Not wholly, but in great measure, to strike the greater terror into the inhabitants, and to make their conquest of the place more easy.

Verse 28

Beth-rehob; a place near Libanus and Hamath; of which see Numbers 13:21; Joshua 19:28; Joshua 21:31; Judges 1:31.

Verse 29

After the name of Dan their father; that it might be manifest that they belonged to the tribe of Dan, though they were seated at a great distance from them, even in the most northerly part of the land; whereas the lot of their tribe was in the southern part of Canaan.

Verse 30

Having succeeded in their expedition according to the prediction which, as they supposed, they had from this image, they had a great veneration for it.

Until the day of the captivity of the land; either,

1. When the ark and the Israelites were taken captives by the Philistines, 1 Samuel 4:10,1 Samuel 4:11; though there is no mention of any who were then taken captives, or that the Philistines did pursue the victory, and conquer the land at that time, for their victory was quickly damped, and turned to mourning, 1 Samuel 5:0. Or,

2. After that time, when the Philistines slew Saul and Jonathan, and discomfited the whole host of Israel, and made the rest of the people flee out of their cities, and took possession of their cities and land. Or,

3. When the whole land of the ten tribes, whereof Dan was one, was conquered, and the people carried captive by the Assyrian, 2 Kings 17:6,2 Kings 17:23. which is called by way of eminency the captivity, 1 Chronicles 5:22. But against this it is objected, that it is not probable that this idolatry should continue so long in such a public place and manner; or that David and Solomon would suffer it.

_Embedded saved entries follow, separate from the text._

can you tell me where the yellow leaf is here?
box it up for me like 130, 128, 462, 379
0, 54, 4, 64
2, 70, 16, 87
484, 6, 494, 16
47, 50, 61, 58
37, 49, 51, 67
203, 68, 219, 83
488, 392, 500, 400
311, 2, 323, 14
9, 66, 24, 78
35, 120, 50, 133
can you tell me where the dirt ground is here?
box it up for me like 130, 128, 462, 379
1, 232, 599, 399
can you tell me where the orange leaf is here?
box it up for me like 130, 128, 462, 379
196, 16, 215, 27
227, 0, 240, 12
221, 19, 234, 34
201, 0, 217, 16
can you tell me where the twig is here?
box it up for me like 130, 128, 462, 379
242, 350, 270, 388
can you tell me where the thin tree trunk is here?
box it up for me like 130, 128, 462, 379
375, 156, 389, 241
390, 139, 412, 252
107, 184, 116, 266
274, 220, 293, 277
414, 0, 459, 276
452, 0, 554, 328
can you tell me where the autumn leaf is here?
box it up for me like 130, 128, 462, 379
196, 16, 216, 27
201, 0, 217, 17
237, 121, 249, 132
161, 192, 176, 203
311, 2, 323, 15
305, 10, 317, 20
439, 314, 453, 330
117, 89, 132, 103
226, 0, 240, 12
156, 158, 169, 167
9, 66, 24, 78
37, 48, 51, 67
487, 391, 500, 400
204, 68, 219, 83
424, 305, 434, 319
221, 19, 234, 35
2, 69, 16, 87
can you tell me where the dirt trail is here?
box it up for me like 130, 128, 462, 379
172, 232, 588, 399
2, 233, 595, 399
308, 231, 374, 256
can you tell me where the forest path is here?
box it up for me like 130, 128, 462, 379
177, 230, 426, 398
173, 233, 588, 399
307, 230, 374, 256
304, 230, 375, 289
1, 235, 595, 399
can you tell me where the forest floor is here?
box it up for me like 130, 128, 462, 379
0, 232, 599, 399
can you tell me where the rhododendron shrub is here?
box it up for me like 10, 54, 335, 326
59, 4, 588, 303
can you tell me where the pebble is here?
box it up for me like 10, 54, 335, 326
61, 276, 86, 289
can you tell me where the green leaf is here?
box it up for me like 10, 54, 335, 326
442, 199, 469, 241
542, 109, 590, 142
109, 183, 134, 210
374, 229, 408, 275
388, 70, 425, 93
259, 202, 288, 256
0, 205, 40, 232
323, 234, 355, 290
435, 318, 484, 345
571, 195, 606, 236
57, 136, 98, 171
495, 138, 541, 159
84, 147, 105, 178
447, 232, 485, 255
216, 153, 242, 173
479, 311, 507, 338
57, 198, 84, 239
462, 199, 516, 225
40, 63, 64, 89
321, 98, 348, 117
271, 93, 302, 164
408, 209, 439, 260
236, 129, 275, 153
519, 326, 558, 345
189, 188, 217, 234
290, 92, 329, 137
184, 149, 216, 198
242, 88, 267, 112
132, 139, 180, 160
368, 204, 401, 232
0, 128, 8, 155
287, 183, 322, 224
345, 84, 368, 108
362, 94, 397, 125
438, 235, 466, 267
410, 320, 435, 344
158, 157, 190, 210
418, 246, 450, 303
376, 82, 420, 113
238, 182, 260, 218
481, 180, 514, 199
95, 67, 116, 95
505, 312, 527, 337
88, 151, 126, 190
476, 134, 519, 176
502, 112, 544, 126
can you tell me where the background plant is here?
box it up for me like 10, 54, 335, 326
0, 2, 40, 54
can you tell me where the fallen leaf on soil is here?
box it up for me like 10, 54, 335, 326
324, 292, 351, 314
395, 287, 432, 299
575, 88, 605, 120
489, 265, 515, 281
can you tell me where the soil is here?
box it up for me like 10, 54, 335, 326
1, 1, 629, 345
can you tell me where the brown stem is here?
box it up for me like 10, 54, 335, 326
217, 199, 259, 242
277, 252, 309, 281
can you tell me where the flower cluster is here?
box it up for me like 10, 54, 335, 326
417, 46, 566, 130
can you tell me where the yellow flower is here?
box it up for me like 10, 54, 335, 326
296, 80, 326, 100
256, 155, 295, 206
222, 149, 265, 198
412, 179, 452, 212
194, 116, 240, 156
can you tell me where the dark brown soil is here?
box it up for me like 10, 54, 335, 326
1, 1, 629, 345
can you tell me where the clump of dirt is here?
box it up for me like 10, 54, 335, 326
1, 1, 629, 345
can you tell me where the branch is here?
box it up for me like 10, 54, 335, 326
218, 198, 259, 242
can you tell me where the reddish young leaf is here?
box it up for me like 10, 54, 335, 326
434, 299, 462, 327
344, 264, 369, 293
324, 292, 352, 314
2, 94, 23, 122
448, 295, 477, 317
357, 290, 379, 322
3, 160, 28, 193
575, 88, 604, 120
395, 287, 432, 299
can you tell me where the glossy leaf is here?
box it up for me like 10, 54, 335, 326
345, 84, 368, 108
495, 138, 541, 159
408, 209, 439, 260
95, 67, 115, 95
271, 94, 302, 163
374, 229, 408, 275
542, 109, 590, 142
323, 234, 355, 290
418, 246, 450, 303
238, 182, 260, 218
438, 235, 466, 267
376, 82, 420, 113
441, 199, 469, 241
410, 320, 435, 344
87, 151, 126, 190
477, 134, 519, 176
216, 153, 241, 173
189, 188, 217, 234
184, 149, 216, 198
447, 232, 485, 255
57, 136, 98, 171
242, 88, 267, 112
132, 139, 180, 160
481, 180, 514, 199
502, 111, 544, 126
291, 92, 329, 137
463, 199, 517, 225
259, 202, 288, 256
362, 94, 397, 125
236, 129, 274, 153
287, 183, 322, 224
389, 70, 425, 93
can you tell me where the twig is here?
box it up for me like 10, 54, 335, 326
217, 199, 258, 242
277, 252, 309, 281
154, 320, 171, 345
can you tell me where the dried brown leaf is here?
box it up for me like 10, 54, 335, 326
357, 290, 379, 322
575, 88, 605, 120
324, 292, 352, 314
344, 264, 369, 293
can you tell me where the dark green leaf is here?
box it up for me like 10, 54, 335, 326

Answ. It is not said that the graven image was there so long, for that is restrained to a shorter date, even to the continuance of the ark in Shiloh, Judges 18:31, which was removed thence, 1 Samuel 4:0; but only that Jonathan’s posterity were priests to this tribe or family of Dan, which they might be under all the changes, even till the Assyrian captivity, sometimes more openly and allowedly, sometimes more cunningly, sometimes more secretly, sometimes in one way of superstition or idolatry, and sometimes in another; and in and after Jeroboam’s time, in the worship of the calves, for which service, though he did make priests of the meanest of the people, 1 Kings 12:31, yet that was not by choice, but out of necessity, because the priests and Levites generally forsook him, 2 Chronicles 11:13,2 Chronicles 11:14; and therefore when he could engage any of the priests or Levites in that service, he was doubtless very glad of them to gain reputation to his impious and absurd device.